Nonlinear convective/absolute instabilities in parallel two-dimensional wakes

The linear versus nonlinear convective/absolute instability of a family of plane wake profiles at low Reynolds number is investigated by numerically comparing the linearized and the fully nonlinear impulse responses. Through an analysis of the linear flow response obtained by direct numerical simulation (DNS), the linear temporal and spatiotemporal instability properties are retrieved, in excellent agreement with the properties obtained by Monkewitz [Phys. Fluids 31, 3000 (1994)] from the study of the associated viscous dispersion relation. Nonlinear terms are then shown to limit the amplitude to a saturation level within the response wave packet, while leaving the trailing and leading edges unaffected.
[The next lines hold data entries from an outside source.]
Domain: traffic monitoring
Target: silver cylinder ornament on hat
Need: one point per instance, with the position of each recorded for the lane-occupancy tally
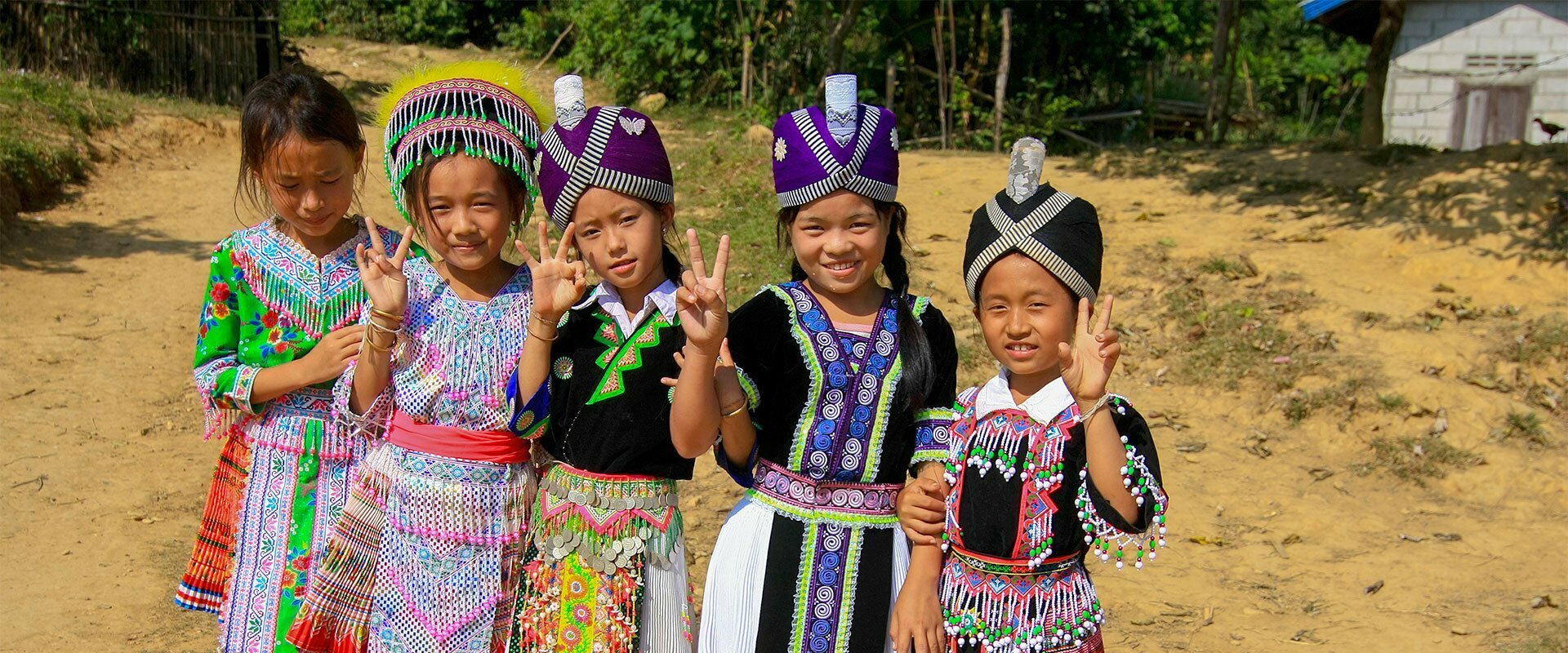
(1027, 167)
(569, 105)
(841, 107)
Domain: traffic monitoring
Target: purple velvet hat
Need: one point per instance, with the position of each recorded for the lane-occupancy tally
(849, 146)
(606, 146)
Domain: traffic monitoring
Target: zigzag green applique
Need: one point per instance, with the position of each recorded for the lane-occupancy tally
(623, 356)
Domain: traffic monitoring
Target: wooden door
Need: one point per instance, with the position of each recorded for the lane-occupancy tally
(1490, 115)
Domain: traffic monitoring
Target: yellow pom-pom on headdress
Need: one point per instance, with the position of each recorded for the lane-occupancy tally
(480, 109)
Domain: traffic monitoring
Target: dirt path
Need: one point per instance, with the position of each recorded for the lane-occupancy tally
(1275, 537)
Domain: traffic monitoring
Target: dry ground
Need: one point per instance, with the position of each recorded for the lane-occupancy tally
(1294, 492)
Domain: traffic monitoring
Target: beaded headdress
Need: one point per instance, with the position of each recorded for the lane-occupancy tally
(604, 146)
(1053, 228)
(482, 109)
(843, 144)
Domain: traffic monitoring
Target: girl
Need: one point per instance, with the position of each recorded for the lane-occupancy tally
(1045, 465)
(847, 387)
(608, 571)
(427, 553)
(278, 326)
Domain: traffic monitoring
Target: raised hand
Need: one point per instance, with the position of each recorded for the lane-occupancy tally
(557, 281)
(383, 274)
(922, 511)
(1087, 362)
(333, 353)
(702, 303)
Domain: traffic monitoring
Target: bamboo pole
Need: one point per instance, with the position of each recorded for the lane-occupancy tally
(1000, 78)
(893, 82)
(941, 77)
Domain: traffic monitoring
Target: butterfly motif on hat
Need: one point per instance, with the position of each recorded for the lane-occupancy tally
(1019, 233)
(642, 174)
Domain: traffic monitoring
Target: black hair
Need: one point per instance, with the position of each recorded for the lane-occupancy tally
(666, 259)
(417, 182)
(913, 348)
(294, 100)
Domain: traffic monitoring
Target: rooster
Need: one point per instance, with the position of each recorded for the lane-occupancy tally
(1549, 127)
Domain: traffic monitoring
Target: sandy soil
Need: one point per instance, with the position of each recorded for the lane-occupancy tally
(1278, 530)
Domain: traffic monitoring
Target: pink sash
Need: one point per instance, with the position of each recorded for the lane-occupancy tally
(501, 446)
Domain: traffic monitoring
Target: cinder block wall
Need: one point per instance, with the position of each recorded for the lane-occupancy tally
(1431, 63)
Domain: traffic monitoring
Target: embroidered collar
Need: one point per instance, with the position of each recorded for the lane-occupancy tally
(608, 298)
(1045, 406)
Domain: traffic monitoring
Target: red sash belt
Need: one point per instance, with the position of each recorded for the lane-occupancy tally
(501, 446)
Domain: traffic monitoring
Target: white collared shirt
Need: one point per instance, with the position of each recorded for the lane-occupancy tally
(1043, 406)
(608, 298)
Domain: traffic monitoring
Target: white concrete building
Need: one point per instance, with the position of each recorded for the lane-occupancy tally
(1471, 74)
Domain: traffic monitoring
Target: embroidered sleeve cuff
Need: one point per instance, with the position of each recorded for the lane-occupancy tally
(371, 423)
(240, 395)
(932, 434)
(742, 477)
(1106, 531)
(532, 417)
(750, 389)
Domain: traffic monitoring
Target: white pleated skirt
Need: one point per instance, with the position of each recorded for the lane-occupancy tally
(733, 595)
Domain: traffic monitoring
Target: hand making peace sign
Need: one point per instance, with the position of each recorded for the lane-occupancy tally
(1087, 362)
(381, 274)
(557, 281)
(705, 313)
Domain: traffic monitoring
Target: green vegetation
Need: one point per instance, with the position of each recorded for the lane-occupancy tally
(1537, 342)
(1525, 426)
(1392, 402)
(1419, 460)
(1293, 80)
(44, 127)
(724, 190)
(1302, 404)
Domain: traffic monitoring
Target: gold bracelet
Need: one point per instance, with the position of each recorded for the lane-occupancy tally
(371, 342)
(378, 327)
(537, 335)
(1095, 409)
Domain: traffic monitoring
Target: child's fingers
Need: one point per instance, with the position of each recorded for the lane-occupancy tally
(933, 639)
(916, 537)
(402, 247)
(695, 249)
(528, 255)
(567, 240)
(1111, 353)
(1104, 313)
(545, 238)
(375, 235)
(932, 508)
(722, 259)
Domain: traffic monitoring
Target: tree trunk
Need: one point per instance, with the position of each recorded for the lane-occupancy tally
(893, 83)
(1000, 77)
(1222, 41)
(1230, 76)
(941, 76)
(841, 30)
(1392, 18)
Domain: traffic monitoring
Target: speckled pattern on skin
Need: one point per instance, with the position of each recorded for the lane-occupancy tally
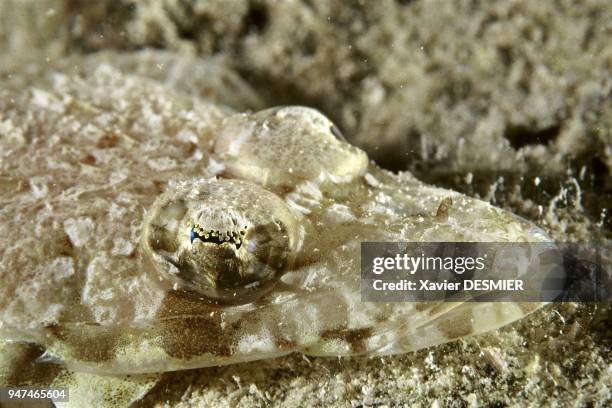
(104, 177)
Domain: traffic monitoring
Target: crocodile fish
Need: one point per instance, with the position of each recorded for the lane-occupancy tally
(147, 229)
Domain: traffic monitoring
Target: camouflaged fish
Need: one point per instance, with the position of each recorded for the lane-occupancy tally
(146, 230)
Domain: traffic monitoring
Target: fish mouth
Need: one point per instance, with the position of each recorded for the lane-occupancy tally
(235, 238)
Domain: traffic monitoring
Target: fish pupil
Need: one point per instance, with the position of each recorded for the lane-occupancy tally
(217, 238)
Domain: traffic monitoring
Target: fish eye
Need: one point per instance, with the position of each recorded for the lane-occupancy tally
(225, 240)
(283, 146)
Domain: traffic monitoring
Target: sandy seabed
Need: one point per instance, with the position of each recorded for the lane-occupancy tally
(509, 101)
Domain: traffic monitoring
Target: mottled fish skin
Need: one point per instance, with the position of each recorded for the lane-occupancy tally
(110, 183)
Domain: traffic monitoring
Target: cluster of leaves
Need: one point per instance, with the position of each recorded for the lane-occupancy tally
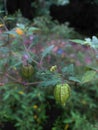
(24, 101)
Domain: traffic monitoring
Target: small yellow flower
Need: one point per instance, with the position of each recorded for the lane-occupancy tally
(53, 68)
(35, 106)
(21, 92)
(19, 31)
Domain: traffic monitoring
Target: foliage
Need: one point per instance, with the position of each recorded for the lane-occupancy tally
(28, 101)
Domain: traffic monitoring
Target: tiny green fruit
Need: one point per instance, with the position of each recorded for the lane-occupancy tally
(27, 70)
(62, 93)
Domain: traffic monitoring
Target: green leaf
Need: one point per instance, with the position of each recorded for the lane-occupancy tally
(88, 76)
(74, 79)
(78, 41)
(47, 50)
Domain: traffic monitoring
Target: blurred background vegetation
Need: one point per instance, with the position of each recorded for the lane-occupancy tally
(29, 103)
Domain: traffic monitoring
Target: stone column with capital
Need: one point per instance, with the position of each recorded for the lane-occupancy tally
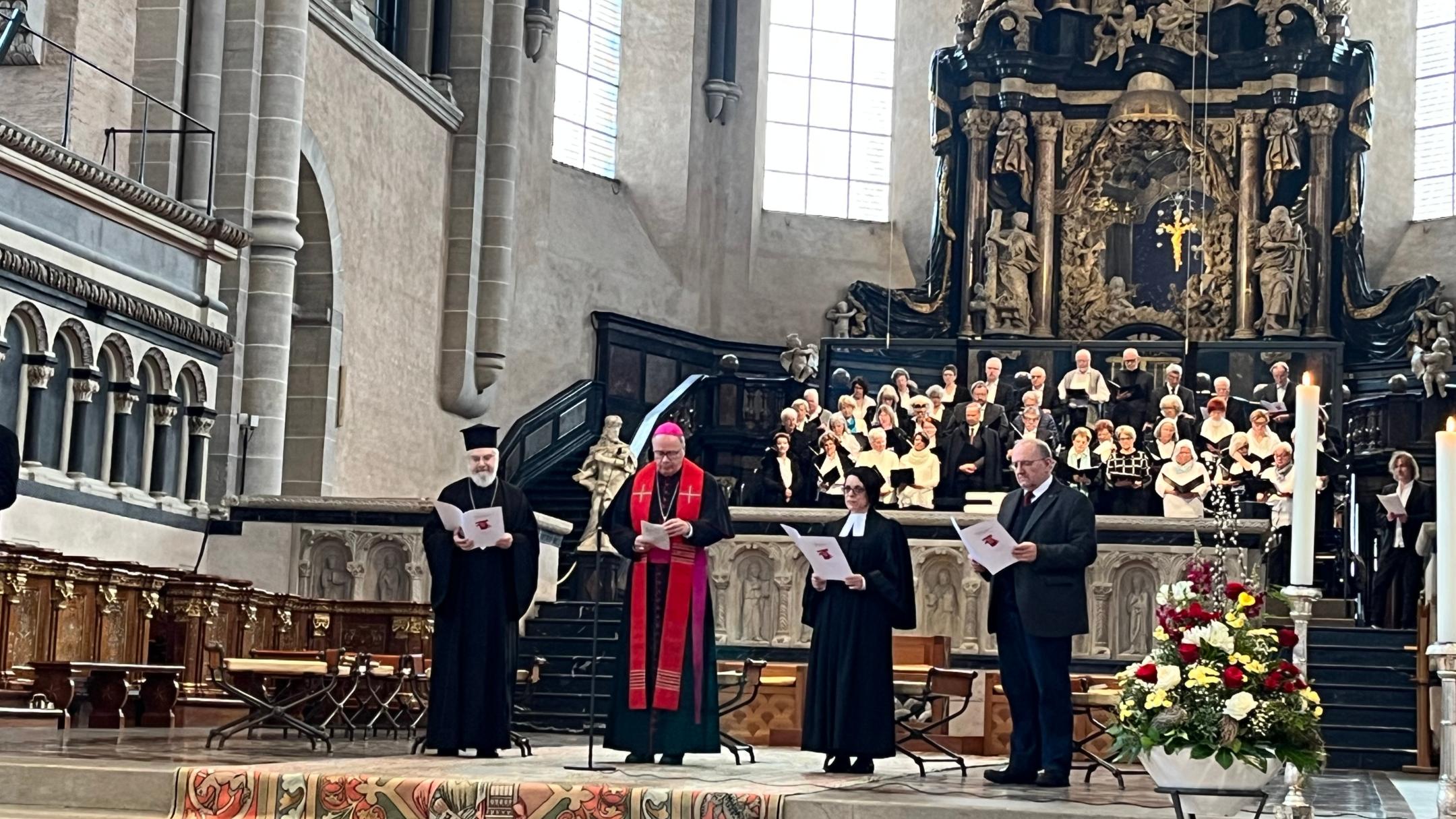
(977, 124)
(38, 372)
(1251, 130)
(1321, 120)
(276, 239)
(164, 410)
(85, 384)
(200, 429)
(1048, 124)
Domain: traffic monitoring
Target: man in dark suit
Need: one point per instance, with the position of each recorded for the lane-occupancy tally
(1037, 605)
(1398, 582)
(1172, 385)
(1283, 392)
(9, 466)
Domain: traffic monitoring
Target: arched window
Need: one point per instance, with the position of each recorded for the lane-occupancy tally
(829, 109)
(588, 70)
(1434, 109)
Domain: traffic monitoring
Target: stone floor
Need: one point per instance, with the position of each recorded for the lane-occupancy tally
(131, 775)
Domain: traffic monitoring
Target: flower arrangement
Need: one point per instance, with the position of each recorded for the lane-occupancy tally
(1216, 684)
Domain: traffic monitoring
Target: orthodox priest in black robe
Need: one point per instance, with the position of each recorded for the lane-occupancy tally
(479, 597)
(849, 691)
(665, 694)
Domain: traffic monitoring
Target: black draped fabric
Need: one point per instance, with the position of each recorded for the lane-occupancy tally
(849, 691)
(653, 731)
(930, 311)
(479, 597)
(1375, 322)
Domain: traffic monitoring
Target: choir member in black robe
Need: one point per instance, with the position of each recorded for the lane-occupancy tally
(670, 706)
(849, 691)
(479, 597)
For this family of open shear flows, the velocities of the fronts, formed between the trailing or leading edge and the central saturated region, are thus selected according to the linear Dee and Langer criterion [Phys. Rev. Lett. 50, 383 (1983)], whereas the front solutions are fully nonlinear. This property may be of importance in justifying the use of linear instability properties to predict the onset and the frequency of the von Karman vortex street, as determined by Hammond and Redekopp [J. Fluid Mech. 331, 231 (1997)]. (C) 1998 American Institute of Physics. [S1070-6631(98)01710-3].